When it passed through Tokyo, it was already the morning of October 5th. When it arrived in Los Angeles, it was still October 4th. Cyberangels can not only fly around the globe, they can fly into tomorrow and back into yesterday. Millions watching TV saw the cyberangel’s return from its circumglobal flight.  It was featured in sixty newspapers and the AT&T annual report.

Postdigtial Narrative Art

The story that I tell here “Cyberangels from Israel Honor King Charles III” coupled with the image linking Israel Museum to Rembrandt House Museum to Victoria & Albert Museum, and with the pioneering cyberangels fine art prints that I created.

Narrative plays a prominent role in the postdigital art of Web3 and NFTs. In my book, The Future of Art in a Postdigital Age (Intellect Books/University of Chicago Press), the word “narrative” appears fifty times, from art narrative, autobiographic, biblical, community, creative, data-driven, historical, to personal narrative.

I have been exploring visual narrative art in many of my artworks that can be seen at my website Mel Alexenberg and at Wikipedia.

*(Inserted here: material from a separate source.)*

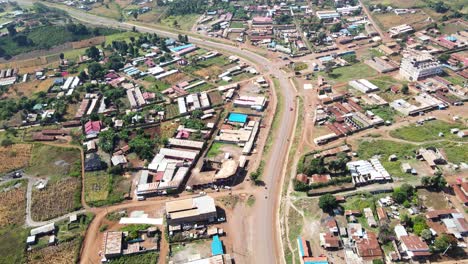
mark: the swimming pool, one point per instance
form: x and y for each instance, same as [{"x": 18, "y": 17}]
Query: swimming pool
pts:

I also created an Artiststory blog in 2007 with the 2011 post Postdigital Narrative Art.

I partnered with Michael Bielicky, professor of digital media art at ZKM University of Arts and Design in Karlsruhe, in establishing the Institute for Postdigital Narrative at ZKM in 2010. The video of my talk at the inauguration of the Institute can be seen at Vimeo. The statement of the Institute’s aims are even more relevant today than they were over a decade ago. “Mankind has always operated on narrative to explain and understand its own existence. Our times, in particular, call for the exploration, expression and especially, creation of new story-telling formats."

My Fine art prints coupled with NFTs present unprecedented opportunities for generating creative postdigital narratives. They are being realized here in making the visual and text documentation of the coronation of King Charles III available as artworks of a historic event that last occurred seventy years ago.